No gráfico abaixo, apresentamos o percentual de respondentes que concorda com a privatização (respostas de 5 a 7 na escala) de acordo com a avaliação do presidente (medida antes do item sobre a privatização) e se recebeu a informação ou não.
Figura 2: Concordância com privatização da Petrobrás de acordo com avaliação do presidente estímulo informacional

Na parte esquerda do gráfico observam-se os percentuais de concordância com a privatização entre aqueles que não foram informados sobre a posição do presidente, enquanto à esquerda do gráfico se encontram os percentuais de concordância entre aqueles que não foram informados. À esquerda, um a cada três respondentes que avaliavam o presidente de forma negativa (Ruim/Péssimo) reportavam ser a favor da privatização, enquanto 45% daqueles que o avaliavam bem (Ótimo/Bom) se mostravam a favor. Quando comparamos com os grupos equivalentes que receberam a posição do presidente, à direita na figura, as taxas de concordância são afetadas de acordo com a avaliação do presidente. Entre aqueles que avaliavam a administração de Bolsonaro como positiva, o percentual que reportaram concordância foi de 57%, um aumento de 12 pontos percentuais relativo ao grupo controle. Já entre aqueles que avaliavam mal, o percentual de concordância caiu 10 pontos percentuais, de 33 para 23%. Estas diferenças são estatisticamente significativas e robustas a diferentes especificações.

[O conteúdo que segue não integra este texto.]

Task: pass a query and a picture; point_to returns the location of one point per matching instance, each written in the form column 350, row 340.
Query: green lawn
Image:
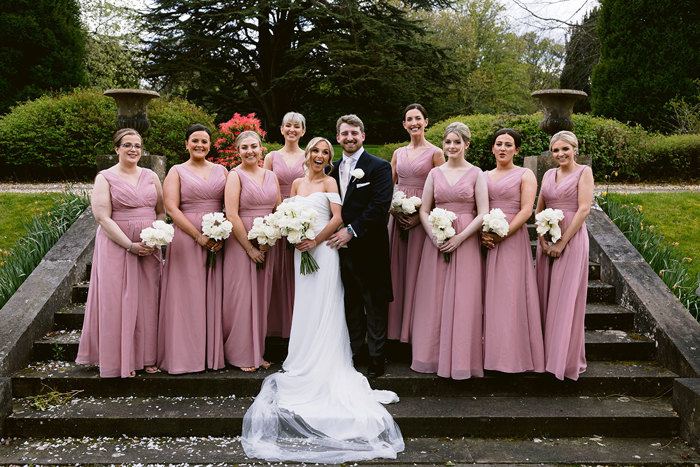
column 17, row 208
column 677, row 216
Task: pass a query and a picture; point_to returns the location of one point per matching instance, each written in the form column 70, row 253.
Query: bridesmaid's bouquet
column 294, row 221
column 265, row 232
column 217, row 227
column 404, row 205
column 441, row 222
column 160, row 234
column 547, row 222
column 495, row 222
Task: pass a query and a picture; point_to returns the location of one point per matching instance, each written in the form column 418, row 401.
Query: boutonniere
column 357, row 174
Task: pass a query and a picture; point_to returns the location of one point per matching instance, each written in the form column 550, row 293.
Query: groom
column 366, row 186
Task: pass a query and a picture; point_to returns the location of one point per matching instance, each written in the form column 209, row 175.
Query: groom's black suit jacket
column 366, row 208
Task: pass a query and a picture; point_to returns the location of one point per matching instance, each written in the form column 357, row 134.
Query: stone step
column 416, row 416
column 600, row 345
column 640, row 379
column 595, row 450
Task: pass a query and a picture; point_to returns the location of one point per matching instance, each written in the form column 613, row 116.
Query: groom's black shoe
column 376, row 367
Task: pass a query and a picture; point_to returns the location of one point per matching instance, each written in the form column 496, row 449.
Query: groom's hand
column 339, row 239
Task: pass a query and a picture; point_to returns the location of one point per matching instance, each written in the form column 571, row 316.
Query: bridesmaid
column 190, row 337
column 409, row 166
column 563, row 280
column 288, row 165
column 251, row 192
column 512, row 324
column 447, row 307
column 121, row 315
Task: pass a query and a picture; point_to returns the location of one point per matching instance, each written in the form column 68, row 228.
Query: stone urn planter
column 557, row 109
column 132, row 112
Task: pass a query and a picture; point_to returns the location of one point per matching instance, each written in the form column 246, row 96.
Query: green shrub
column 70, row 129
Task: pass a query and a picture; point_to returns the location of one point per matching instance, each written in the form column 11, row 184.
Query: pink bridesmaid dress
column 121, row 315
column 279, row 318
column 563, row 285
column 246, row 288
column 406, row 254
column 447, row 307
column 190, row 336
column 512, row 323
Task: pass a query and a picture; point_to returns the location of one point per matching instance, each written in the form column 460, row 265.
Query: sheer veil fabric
column 319, row 408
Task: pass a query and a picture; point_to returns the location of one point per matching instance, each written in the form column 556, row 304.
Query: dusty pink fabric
column 563, row 285
column 406, row 254
column 512, row 325
column 447, row 315
column 190, row 336
column 247, row 289
column 121, row 315
column 279, row 318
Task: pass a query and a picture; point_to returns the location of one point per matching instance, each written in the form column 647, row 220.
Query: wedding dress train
column 319, row 408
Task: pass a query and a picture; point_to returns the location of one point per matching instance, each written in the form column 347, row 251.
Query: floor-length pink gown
column 512, row 324
column 406, row 253
column 247, row 288
column 121, row 315
column 447, row 308
column 563, row 285
column 279, row 318
column 190, row 336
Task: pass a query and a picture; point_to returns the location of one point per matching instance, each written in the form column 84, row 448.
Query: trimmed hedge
column 614, row 146
column 69, row 130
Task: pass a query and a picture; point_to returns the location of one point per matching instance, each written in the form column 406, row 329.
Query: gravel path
column 613, row 188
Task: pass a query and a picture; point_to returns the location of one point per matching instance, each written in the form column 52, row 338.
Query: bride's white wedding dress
column 319, row 408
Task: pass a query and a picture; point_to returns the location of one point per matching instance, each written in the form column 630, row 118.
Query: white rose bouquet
column 160, row 234
column 294, row 221
column 441, row 222
column 402, row 204
column 495, row 222
column 217, row 227
column 265, row 232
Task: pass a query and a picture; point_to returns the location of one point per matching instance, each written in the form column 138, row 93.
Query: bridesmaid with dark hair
column 562, row 267
column 410, row 166
column 190, row 337
column 512, row 324
column 251, row 192
column 121, row 315
column 288, row 165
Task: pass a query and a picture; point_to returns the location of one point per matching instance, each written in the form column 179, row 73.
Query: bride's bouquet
column 264, row 232
column 160, row 234
column 217, row 227
column 441, row 222
column 495, row 222
column 294, row 221
column 402, row 204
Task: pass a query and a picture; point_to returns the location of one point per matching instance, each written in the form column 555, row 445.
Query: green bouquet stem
column 308, row 263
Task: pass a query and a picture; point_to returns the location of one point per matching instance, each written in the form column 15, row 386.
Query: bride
column 318, row 408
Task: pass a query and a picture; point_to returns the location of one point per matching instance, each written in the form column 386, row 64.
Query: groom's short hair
column 350, row 119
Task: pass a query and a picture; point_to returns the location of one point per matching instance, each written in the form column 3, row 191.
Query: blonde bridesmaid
column 288, row 165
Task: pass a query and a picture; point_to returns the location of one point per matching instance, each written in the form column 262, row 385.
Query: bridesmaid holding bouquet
column 562, row 267
column 512, row 324
column 288, row 165
column 190, row 337
column 121, row 315
column 251, row 192
column 447, row 308
column 410, row 166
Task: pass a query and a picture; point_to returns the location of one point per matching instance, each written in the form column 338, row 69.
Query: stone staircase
column 618, row 412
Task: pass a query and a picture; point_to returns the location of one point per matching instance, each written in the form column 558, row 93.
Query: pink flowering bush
column 226, row 143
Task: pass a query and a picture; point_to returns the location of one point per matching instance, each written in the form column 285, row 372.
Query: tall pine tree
column 649, row 54
column 41, row 48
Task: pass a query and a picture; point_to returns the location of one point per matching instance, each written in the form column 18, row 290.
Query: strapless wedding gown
column 319, row 408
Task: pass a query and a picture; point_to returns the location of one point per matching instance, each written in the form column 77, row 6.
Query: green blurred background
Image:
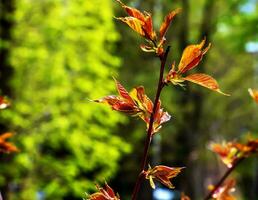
column 57, row 54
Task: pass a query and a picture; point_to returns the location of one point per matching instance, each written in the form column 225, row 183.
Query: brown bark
column 6, row 24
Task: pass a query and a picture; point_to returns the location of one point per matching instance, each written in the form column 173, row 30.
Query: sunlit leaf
column 163, row 174
column 227, row 152
column 191, row 57
column 7, row 147
column 254, row 94
column 147, row 48
column 205, row 81
column 105, row 193
column 184, row 197
column 165, row 25
column 4, row 103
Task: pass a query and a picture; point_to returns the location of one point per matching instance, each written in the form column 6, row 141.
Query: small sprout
column 163, row 174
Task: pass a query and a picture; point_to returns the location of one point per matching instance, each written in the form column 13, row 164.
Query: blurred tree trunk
column 191, row 134
column 6, row 24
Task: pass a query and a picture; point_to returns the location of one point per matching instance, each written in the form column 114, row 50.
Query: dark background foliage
column 57, row 54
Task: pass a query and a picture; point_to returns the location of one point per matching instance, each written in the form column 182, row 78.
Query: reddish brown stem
column 139, row 180
column 223, row 178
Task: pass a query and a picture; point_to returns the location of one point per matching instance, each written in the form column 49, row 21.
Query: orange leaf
column 191, row 57
column 227, row 152
column 162, row 174
column 105, row 193
column 148, row 27
column 184, row 197
column 4, row 103
column 165, row 25
column 254, row 94
column 134, row 23
column 205, row 81
column 7, row 147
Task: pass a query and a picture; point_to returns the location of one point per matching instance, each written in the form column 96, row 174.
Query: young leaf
column 4, row 103
column 227, row 152
column 254, row 94
column 184, row 197
column 135, row 103
column 205, row 81
column 192, row 55
column 105, row 193
column 7, row 147
column 163, row 174
column 142, row 23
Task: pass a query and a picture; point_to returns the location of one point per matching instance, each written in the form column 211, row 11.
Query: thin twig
column 222, row 179
column 139, row 180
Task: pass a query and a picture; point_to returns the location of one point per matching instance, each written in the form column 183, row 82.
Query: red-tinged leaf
column 105, row 193
column 184, row 197
column 126, row 108
column 133, row 12
column 148, row 27
column 163, row 174
column 110, row 100
column 165, row 25
column 191, row 57
column 144, row 100
column 254, row 94
column 205, row 81
column 7, row 147
column 134, row 24
column 123, row 92
column 4, row 103
column 224, row 191
column 147, row 48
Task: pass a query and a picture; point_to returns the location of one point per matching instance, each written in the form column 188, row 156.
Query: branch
column 223, row 178
column 163, row 59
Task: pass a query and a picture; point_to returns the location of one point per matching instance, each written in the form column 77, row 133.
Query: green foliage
column 62, row 55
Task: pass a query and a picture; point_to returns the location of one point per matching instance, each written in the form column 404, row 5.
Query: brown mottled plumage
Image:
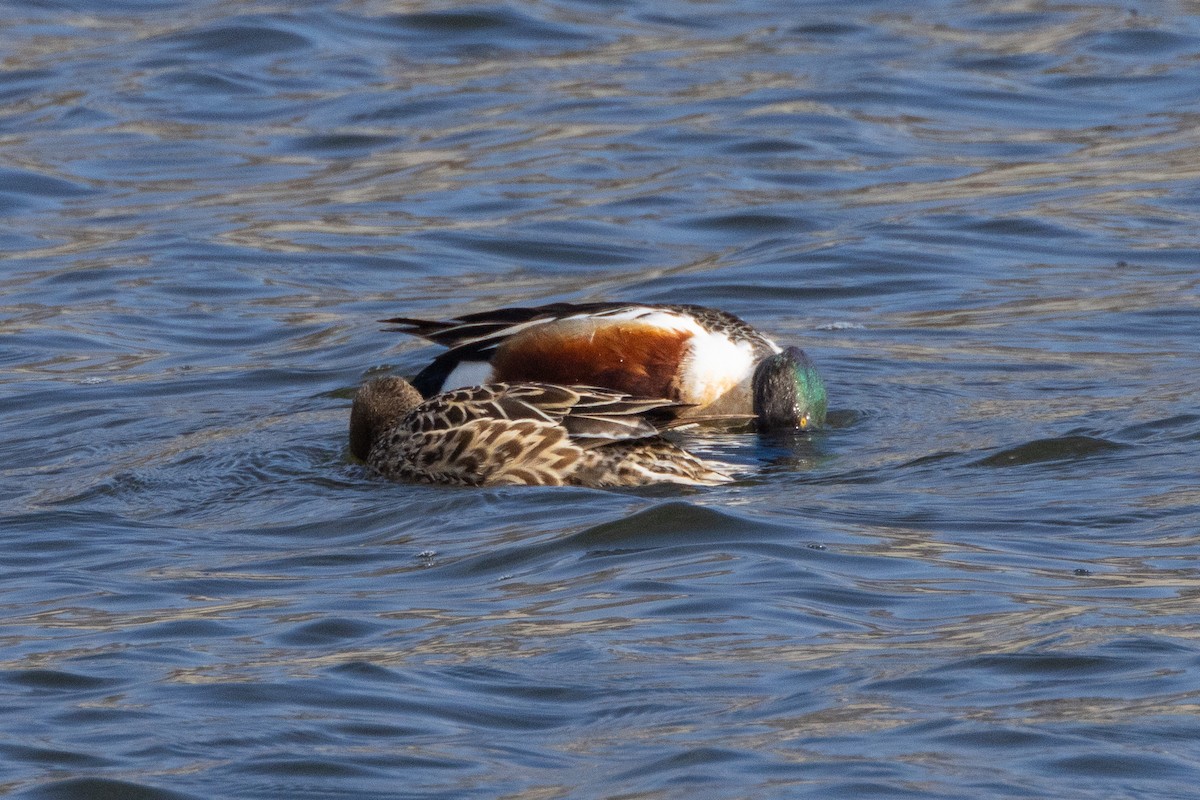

Estes resultados indicam a existência de um efeito forte da posição do presidente Bolsonaro condicional a preferências anteriores. Em outras palavras, o simples ato de informar como o líder político pensa sobre a questão tende a gerar uma maior divergência nas atitudes em relação à privatização da Petrobras. De forma geral, acreditamos que este resultado possa ser aplicado a diferentes lideranças políticas polarizadoras, principalmente personalidades carismáticas que desenvolvem laços fortes com grande número de eleitores.
Em suma, o experimento de survey nos permite aprofundar sobre mecanismos causais referentes a opinião pública brasileira e entender com melhor precisão o nosso processo democrático. Destarte, o CEPESP se coloca à serviço da ciência e do desenvolvimento democrático do país com base em pesquisas aplicadas sobre temas atuais.